Imagine the global demise of the internet aka 'digital apocalypse'. At first I thought, hey that's actually great! However, "Paradigm Shifts" posits that reverting to the good ol' days prior to email, social media, online banking etc may not be so simple or rosy (as I would've hoped). And who would've thought that one of the most valuable pieces of technology following a digital collapse is a typewriter? I swear this book reads more like one standalone novel or a series of vignettes instead of a collection of stories, with the typewriter as the protagonist:
"People don't want to go back to their 1980s typewriters any more than they wanna go back to their 1980s hairstyles... Are you nuts? Ask people to give up their computers and the Internet?"
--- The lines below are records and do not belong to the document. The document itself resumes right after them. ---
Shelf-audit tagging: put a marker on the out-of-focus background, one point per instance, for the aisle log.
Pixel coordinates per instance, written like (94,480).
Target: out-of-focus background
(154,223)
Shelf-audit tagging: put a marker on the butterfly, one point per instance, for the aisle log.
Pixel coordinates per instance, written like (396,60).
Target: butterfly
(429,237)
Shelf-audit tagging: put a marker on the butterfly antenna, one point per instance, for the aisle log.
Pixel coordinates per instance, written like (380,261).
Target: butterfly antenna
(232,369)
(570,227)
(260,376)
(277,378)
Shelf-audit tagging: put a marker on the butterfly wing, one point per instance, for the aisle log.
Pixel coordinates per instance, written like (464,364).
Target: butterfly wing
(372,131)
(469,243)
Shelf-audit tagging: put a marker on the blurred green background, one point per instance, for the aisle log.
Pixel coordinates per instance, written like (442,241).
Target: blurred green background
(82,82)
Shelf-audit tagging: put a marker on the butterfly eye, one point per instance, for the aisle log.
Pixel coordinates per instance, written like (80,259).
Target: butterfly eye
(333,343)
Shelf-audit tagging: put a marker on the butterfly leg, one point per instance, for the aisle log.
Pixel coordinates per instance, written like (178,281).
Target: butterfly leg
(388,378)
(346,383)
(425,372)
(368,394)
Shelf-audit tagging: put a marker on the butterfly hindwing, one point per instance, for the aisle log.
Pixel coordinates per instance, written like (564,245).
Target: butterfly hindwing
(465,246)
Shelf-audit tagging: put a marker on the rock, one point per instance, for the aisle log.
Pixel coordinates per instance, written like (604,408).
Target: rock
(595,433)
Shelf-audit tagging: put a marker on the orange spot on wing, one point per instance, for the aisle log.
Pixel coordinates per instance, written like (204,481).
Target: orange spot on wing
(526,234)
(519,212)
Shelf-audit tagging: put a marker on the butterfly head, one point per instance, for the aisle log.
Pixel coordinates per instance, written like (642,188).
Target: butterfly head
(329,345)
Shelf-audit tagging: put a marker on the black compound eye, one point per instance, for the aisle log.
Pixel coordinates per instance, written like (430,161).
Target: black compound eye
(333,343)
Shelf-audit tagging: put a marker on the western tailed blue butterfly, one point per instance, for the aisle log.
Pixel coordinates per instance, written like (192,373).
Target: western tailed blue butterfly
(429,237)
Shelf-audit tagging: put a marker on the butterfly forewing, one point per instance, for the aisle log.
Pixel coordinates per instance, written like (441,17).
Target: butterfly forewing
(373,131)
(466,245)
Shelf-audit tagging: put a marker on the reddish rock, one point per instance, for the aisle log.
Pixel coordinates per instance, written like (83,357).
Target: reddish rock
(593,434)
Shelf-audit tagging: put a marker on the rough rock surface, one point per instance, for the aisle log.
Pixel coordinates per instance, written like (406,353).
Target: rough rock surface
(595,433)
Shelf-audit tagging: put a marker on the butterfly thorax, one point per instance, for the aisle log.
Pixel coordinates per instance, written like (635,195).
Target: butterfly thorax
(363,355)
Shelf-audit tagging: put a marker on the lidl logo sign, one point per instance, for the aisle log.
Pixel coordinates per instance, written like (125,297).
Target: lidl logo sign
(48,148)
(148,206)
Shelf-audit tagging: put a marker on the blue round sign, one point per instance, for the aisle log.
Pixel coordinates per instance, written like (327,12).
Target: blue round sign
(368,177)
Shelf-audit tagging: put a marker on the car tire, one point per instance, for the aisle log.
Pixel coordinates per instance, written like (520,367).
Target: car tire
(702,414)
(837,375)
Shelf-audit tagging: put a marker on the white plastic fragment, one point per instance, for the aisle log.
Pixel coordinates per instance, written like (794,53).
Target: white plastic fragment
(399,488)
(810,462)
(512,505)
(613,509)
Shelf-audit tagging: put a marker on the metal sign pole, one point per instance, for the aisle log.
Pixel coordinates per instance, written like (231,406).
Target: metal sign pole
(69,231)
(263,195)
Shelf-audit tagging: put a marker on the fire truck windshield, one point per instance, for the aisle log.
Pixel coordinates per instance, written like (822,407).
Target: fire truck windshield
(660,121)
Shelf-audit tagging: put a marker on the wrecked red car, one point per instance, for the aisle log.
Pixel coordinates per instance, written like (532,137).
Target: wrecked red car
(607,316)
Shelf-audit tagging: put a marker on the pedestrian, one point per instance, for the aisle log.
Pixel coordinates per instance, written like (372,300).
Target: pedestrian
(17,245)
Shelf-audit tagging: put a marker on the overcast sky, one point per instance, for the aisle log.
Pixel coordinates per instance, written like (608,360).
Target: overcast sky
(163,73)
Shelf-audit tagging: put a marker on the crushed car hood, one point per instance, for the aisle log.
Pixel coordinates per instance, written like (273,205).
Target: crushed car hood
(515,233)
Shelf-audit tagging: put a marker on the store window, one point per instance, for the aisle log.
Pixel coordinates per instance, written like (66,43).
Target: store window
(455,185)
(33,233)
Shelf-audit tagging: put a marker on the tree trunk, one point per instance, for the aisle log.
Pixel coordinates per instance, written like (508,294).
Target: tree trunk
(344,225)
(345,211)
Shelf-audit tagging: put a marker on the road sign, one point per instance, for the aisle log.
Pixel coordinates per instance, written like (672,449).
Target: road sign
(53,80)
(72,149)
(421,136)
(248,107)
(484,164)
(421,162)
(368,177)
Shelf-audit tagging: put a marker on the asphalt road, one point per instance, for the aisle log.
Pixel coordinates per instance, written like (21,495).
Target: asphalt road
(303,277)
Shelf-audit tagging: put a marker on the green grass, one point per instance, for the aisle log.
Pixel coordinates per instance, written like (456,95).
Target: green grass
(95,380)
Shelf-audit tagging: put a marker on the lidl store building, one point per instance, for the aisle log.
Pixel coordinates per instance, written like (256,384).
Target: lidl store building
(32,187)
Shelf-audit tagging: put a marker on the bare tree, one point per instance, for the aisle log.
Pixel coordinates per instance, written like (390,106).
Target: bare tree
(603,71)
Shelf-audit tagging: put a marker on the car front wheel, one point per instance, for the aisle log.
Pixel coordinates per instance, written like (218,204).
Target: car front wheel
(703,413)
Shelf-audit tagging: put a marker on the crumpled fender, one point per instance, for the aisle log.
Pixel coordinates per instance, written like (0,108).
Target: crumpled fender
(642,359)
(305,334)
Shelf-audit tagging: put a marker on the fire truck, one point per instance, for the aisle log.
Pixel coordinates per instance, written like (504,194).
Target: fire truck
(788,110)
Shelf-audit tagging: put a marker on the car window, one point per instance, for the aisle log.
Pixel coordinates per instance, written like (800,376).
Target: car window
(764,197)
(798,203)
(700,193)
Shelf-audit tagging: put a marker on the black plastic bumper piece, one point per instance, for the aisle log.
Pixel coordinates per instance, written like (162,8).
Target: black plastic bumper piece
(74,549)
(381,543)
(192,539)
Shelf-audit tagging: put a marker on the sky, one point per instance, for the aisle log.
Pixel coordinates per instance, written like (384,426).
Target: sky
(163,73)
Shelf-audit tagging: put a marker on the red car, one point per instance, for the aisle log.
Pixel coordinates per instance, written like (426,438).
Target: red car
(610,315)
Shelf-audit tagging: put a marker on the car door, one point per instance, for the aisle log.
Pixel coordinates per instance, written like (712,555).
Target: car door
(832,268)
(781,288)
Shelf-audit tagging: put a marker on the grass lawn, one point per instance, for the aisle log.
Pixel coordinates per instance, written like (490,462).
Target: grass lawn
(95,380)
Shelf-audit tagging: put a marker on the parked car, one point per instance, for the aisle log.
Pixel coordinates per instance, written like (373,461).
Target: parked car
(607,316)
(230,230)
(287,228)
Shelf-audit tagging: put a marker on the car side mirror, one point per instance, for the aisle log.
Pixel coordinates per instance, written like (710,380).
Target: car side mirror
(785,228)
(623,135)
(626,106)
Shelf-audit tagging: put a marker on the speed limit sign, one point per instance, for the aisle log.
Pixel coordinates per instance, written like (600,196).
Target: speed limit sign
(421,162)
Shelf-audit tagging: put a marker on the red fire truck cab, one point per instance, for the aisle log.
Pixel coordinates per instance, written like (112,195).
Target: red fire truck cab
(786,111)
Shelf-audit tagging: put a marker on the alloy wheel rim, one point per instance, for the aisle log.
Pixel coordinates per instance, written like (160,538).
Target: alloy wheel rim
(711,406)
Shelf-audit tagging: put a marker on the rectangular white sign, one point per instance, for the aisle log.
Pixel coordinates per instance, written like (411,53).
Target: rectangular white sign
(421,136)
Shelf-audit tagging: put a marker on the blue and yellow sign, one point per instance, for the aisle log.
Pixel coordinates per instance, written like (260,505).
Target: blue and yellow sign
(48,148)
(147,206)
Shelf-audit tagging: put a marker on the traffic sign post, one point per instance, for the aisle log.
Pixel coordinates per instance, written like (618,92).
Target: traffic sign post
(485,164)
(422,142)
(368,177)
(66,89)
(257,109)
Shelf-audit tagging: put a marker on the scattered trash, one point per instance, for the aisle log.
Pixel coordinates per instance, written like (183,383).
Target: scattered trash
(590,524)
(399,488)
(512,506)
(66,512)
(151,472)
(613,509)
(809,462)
"Your opinions on the Crash? Was it really techno-terrorists or foreign involvement? Or perhaps extraterrestrials? ...Personally my money's on the aliens."
"I took out my smartphone from my pocket and looked at it like a traitor. It could not provide answers anymore. So I treated it like a traitor, tossing it out."
"The few stories I've heard are the same: cars are disabled, cell phones and land lines are down, and the only power is coming from solar chargers and generators... What better way to deal with an enemy nation than to disable it and wait for its civilization to completely unravel."
"My online friends from Twitter, Facebook, and Instagram were gone too. All those cohorts I never met face-to-face--how would we ever find each other again? ...I'm trying to figure out if life is simpler when you're on survival mode or is life dreadful because I can no longer sit on my ass and stare at my laptop?"
And finally, a typewritter itself has its own POV of the Event as it waits for the love of its life, the writer:
"Is it me, typing these words on my own, or is it her? Or is it both of us, typing at once? Yes, I decide--it's both of us, in perfect unison, finally saying exactly what we need to say."
A refreshing, relatable take on a cozy catastrophe we all secretly hope for, set in our (very?) near future that forces us to rethink our present state. A paradigm shift (that we need) indeed!